The sun shone, the Pimms flowed freely, the ladies showed off their hats and dresses and the gentlemen squeezed into old blazers for this annual summer fixture, whose roots stretch back to a maritime past when Britannia ruled the waves.
"It's an international regatta, a national regatta, a place for reunions and anniversaries all rolled into one," said Henley Chairman Mike Sweeney.
Off the water, competitors and spectators must adhere to the strict rules that have traditionally governed the dress and comportment of the British upper classes at play.
Guests and members who are admitted to the Stewards' Enclosure, where there are grandstands, deck chairs, champagne bars and restaurants, must look the part.
"Gentlemen are required to wear lounge suits, or jackets or blazers with flannels, and a tie or cravat," say the instructions on Henley's website.
Many wear their old rowing club blazers: the enclosure is festooned with the tasteful dark and light blues of Oxford and Cambridge, but also a host of garish jackets in every colour of the rainbow - striped, plain and patterned.
"Ladies are required to wear dresses or suits with a hemline below the knee and will not be admitted wearing divided skirts, culottes or trousers of any kind," the website states.
Chancers are told in no uncertain terms that the following items are beyond the pale: jeans, shorts, the use of mobile phones, children and journalists.
Out on the water, Henley favourite and London 2012 Olympic gold medal-winning single sculler Mahe Drysdale from New Zealand lost to rival Aleksandar Aleksandrov from Azerbaijan, while British Olympic bronze medallist Alan Campbell, 30, confessed to nerves after surviving a false start and winning through to the semi-finals.

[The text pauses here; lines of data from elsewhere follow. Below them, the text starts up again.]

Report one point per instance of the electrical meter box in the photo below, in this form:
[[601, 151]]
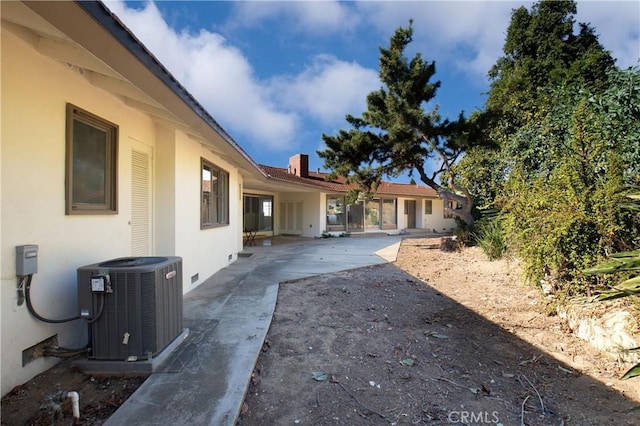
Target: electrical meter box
[[26, 260]]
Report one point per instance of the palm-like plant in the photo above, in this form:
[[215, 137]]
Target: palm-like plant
[[622, 262]]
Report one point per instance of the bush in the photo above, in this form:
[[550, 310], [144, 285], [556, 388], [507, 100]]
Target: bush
[[490, 237]]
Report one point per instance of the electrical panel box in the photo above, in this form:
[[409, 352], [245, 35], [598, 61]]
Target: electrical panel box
[[26, 260]]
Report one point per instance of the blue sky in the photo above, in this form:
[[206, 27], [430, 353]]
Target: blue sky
[[277, 75]]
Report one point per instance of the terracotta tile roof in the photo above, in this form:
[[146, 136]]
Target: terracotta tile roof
[[319, 181]]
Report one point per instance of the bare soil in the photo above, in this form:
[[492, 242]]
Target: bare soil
[[435, 338], [39, 403]]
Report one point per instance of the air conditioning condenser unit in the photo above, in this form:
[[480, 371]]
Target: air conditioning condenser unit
[[133, 306]]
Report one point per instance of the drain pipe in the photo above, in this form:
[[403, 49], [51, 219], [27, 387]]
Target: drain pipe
[[75, 403]]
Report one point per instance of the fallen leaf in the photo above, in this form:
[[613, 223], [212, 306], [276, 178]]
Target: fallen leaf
[[319, 376]]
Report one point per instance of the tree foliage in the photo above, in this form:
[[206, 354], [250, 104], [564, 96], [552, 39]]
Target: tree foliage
[[395, 134], [567, 123]]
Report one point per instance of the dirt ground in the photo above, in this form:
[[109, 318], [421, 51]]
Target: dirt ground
[[38, 402], [435, 338]]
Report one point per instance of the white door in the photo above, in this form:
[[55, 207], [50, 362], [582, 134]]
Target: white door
[[141, 200], [291, 217]]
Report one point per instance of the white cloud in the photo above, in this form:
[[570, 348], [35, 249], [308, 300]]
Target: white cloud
[[218, 75], [617, 23], [309, 17], [469, 34], [328, 89]]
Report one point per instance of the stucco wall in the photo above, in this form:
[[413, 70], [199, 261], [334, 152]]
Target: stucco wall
[[35, 91], [435, 221], [311, 227], [204, 251]]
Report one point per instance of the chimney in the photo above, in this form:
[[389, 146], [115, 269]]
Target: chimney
[[299, 165]]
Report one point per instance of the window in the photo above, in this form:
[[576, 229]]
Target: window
[[214, 208], [258, 214], [453, 205], [91, 164], [335, 213], [389, 213], [428, 206]]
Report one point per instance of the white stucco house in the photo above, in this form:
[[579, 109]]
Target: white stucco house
[[298, 201], [104, 154]]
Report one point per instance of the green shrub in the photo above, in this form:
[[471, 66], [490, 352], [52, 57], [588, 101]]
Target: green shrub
[[490, 237]]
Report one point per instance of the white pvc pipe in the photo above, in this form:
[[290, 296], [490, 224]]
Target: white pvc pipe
[[75, 403]]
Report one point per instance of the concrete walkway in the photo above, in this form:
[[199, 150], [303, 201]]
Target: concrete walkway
[[205, 380]]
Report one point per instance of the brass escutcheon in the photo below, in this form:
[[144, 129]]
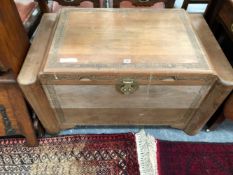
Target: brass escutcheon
[[127, 86]]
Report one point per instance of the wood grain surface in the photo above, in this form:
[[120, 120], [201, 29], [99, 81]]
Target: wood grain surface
[[217, 77], [123, 41]]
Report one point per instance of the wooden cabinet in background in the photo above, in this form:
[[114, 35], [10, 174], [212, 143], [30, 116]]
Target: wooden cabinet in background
[[14, 116], [14, 42]]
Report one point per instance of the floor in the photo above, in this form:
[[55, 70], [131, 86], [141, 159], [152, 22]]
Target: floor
[[224, 133]]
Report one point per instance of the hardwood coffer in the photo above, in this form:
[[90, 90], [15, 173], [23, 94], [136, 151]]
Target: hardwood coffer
[[126, 67]]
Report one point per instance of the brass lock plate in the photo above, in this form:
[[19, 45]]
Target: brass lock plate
[[127, 86]]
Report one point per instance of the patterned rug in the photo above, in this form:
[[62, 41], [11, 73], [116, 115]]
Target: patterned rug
[[185, 158], [114, 154]]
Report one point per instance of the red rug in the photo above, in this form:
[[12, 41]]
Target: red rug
[[182, 158], [113, 154]]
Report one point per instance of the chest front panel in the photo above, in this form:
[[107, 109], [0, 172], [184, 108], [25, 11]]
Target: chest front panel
[[156, 103]]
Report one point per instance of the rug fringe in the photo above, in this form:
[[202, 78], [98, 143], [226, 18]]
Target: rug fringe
[[146, 150]]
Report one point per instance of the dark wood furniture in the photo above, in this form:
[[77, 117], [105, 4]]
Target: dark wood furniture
[[77, 86], [144, 3], [187, 2], [14, 44], [14, 117], [30, 14], [219, 16]]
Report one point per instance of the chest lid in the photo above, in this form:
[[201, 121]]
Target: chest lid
[[124, 41]]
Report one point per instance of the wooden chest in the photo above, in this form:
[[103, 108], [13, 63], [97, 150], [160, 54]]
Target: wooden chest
[[123, 67]]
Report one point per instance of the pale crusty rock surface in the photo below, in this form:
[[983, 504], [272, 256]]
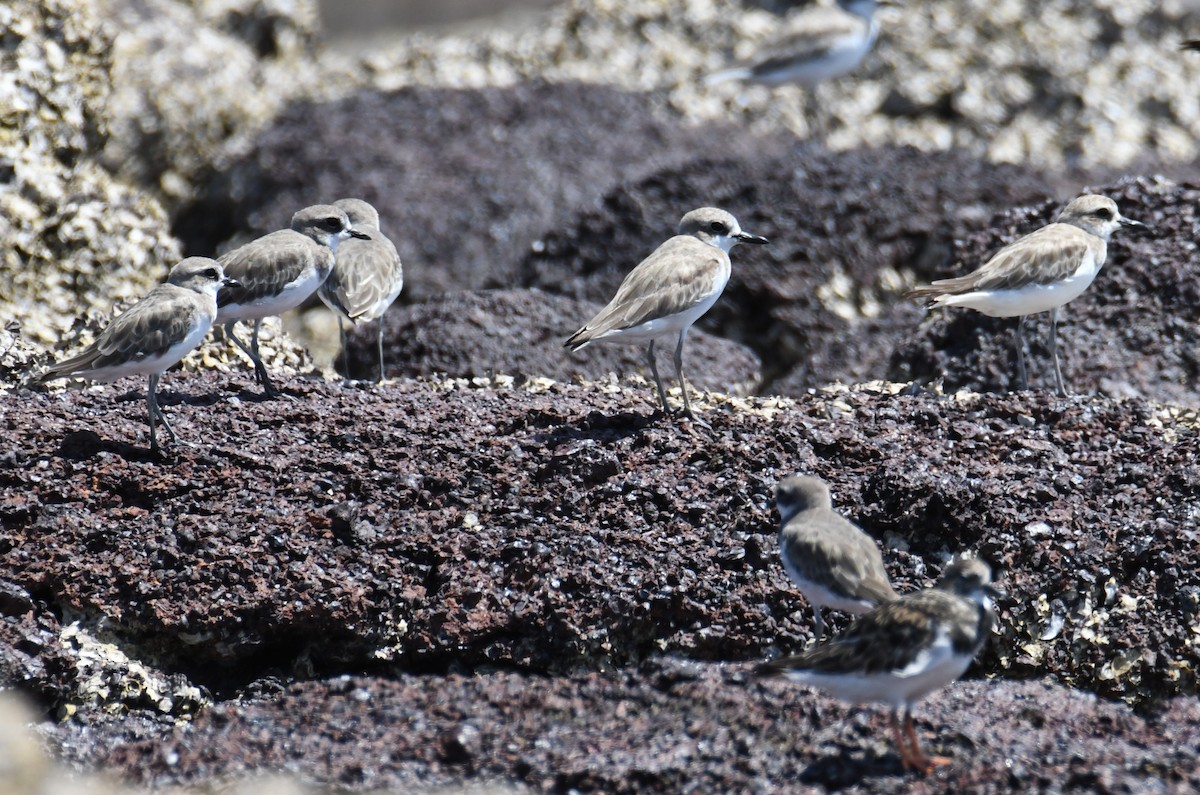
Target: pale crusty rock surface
[[73, 240]]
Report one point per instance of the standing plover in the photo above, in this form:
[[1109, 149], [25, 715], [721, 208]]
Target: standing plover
[[1038, 273], [904, 650], [366, 279], [279, 272], [670, 290], [833, 562], [153, 335], [816, 45]]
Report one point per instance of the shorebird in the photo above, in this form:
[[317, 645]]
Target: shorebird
[[153, 335], [1038, 273], [670, 290], [277, 273], [904, 650], [833, 562], [816, 45], [366, 279]]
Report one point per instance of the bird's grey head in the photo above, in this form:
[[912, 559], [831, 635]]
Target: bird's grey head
[[969, 577], [717, 228], [859, 7], [801, 492], [198, 274], [359, 213], [324, 223], [1097, 215]]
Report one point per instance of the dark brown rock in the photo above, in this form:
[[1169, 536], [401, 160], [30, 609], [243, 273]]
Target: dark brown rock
[[1132, 333], [431, 536], [666, 727], [823, 300], [520, 333], [466, 180]]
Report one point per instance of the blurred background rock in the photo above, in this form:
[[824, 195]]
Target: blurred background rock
[[125, 120]]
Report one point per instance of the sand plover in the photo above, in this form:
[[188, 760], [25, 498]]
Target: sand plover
[[366, 279], [833, 562], [1038, 273], [904, 650], [670, 290], [279, 272], [816, 45], [154, 334]]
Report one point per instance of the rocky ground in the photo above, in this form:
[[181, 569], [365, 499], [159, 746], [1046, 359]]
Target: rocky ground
[[571, 597], [503, 571]]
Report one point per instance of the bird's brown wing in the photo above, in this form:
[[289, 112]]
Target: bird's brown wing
[[265, 266], [673, 279], [366, 273], [888, 638], [1041, 257], [147, 329]]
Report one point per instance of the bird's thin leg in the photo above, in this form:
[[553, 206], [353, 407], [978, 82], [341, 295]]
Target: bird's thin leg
[[346, 353], [379, 345], [654, 369], [155, 412], [901, 748], [259, 368], [151, 405], [1054, 352], [917, 759], [683, 382], [1021, 381]]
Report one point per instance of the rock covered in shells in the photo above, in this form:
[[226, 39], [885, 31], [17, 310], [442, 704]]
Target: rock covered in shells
[[73, 240], [189, 79], [521, 332], [1132, 333], [1061, 84]]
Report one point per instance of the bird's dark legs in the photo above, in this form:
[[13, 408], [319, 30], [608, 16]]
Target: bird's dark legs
[[154, 413], [1054, 352], [252, 352], [1021, 381], [379, 345], [683, 382], [654, 369], [346, 354]]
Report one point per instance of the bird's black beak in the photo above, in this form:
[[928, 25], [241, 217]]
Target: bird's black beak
[[745, 237], [223, 296]]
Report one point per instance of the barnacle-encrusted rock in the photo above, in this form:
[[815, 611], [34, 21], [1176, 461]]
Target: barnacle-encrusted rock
[[73, 240]]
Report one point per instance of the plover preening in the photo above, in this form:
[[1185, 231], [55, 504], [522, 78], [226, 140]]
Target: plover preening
[[904, 650], [816, 45], [1038, 273], [154, 334], [279, 272], [833, 562], [670, 290], [366, 278]]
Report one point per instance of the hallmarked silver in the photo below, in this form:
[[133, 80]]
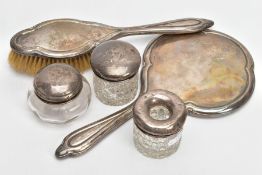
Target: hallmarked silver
[[115, 60], [159, 116], [70, 147], [60, 94], [63, 38], [115, 65], [57, 83]]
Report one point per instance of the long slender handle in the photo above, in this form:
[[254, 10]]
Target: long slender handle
[[180, 26], [83, 139]]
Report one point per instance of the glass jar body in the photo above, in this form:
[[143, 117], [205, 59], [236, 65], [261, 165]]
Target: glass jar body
[[60, 112], [115, 93], [155, 146]]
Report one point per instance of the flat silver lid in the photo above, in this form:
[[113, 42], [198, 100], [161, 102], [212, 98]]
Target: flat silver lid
[[115, 60], [57, 83]]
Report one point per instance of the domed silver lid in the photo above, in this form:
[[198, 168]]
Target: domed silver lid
[[115, 60], [57, 83], [168, 125]]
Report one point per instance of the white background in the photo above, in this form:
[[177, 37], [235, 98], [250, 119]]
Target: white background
[[229, 145]]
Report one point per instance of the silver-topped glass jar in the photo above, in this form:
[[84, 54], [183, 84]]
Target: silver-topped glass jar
[[159, 117], [60, 93], [115, 65]]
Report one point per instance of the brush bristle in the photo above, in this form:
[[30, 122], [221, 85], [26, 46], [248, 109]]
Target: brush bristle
[[32, 64]]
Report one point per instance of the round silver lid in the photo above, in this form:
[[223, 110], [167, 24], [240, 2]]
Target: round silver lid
[[115, 60], [57, 83], [169, 125]]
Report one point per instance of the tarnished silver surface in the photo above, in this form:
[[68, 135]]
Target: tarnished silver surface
[[57, 83], [61, 38], [115, 60], [87, 137], [210, 71], [169, 125]]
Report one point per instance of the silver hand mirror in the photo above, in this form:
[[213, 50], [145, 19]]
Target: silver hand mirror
[[211, 72]]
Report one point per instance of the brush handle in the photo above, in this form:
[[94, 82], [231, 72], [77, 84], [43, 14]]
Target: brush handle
[[85, 138], [180, 26]]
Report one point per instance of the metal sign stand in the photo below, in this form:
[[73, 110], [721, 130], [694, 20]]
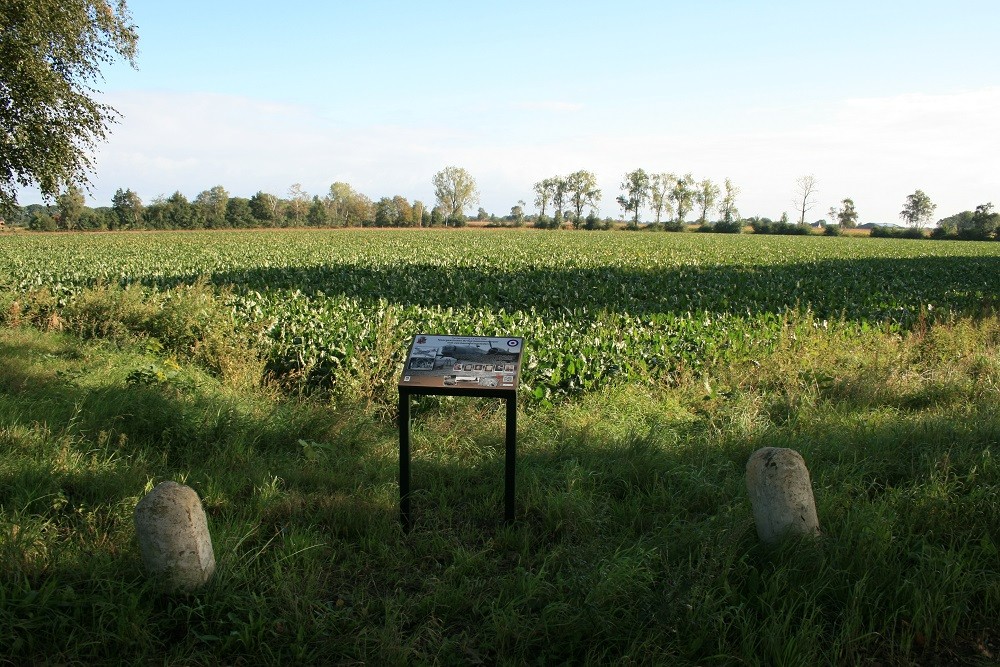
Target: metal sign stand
[[477, 366]]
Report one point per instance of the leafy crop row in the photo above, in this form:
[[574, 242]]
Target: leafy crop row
[[338, 306]]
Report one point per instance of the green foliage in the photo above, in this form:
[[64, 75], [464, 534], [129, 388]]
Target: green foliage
[[781, 227], [455, 190], [886, 232], [51, 56], [634, 541], [598, 311], [635, 192], [918, 209]]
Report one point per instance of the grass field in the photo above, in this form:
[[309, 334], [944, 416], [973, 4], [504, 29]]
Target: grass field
[[658, 364]]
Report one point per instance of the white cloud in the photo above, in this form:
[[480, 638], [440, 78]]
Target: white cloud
[[876, 150], [551, 106]]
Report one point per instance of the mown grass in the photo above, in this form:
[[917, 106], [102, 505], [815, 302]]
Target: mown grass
[[634, 540]]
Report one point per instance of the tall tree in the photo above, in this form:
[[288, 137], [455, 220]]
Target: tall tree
[[265, 207], [127, 209], [847, 215], [417, 214], [238, 213], [581, 186], [210, 207], [386, 213], [558, 198], [635, 192], [659, 195], [805, 195], [517, 213], [918, 209], [71, 204], [682, 195], [705, 196], [544, 191], [455, 190], [298, 204], [318, 216], [51, 54], [727, 207]]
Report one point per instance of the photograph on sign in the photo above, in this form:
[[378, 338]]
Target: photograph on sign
[[474, 362]]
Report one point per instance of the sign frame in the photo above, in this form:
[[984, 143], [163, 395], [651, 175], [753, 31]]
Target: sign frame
[[429, 378]]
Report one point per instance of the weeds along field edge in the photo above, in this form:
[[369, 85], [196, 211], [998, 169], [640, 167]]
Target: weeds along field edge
[[335, 310], [634, 540]]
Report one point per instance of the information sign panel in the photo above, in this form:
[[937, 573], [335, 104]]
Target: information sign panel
[[483, 366], [472, 363]]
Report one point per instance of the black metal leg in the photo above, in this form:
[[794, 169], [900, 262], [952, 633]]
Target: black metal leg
[[404, 461], [511, 436]]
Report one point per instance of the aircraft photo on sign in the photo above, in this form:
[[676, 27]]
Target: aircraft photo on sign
[[474, 362]]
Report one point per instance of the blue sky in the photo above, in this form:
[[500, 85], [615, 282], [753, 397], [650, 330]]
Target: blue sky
[[875, 99]]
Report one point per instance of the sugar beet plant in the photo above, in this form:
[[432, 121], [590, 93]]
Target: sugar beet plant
[[336, 309]]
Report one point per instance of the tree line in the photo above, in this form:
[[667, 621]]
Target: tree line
[[561, 201]]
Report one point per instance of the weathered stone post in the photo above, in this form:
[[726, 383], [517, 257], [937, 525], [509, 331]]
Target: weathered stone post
[[173, 537], [781, 495]]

For top athletes like Drysdale, Campbell, British gold medallist Helen Glover and others competing on Friday, rowing at Henley the year after the Olympics is a chance to have fun, enjoy the rare admiration and roar of a crowd at a non-Olympic rowing event, or restart a training programme.
Drysdale, 34, told Reuters he had had a long layoff since the Olympics and his entry was the opportunity to gauge what he needs to do to get back into shape for Rio in 2016.
"I took that break knowing that I wanted to continue and I'm back in the boat and committed to another four years," he said.
Established in 1839 before international or national rowing associations evolved, Henley abides by its own rules for the sport, but enjoys the recognition of rowing's leading bodies.
Unlike the multi-lane courses at the Olympics, competitors here race only one other boat at a time in knock-out heats along a course of 1 mile and 550 yards, a bit longer than the standard international distance of 2000 metres.
There are 20 events in total, comprising challenges for crews of eight, four, two and single sculls.
A break in competition for lunch is strictly observed, with restaurants, bars and other eateries on site. But Henley's most sought-after invites are to the traditional summer picnics on the grassy car park behind the regatta.
Surrounded by his two daughters, wife, friends and a hamper stuffed with food, Henley stewards' member Nigel White told Reuters he has been coming back since 1979 to see friends from his old university crew, have a family day out and wax nostalgic about the glory days when he rowed here.
"Once you're a member you never give it up."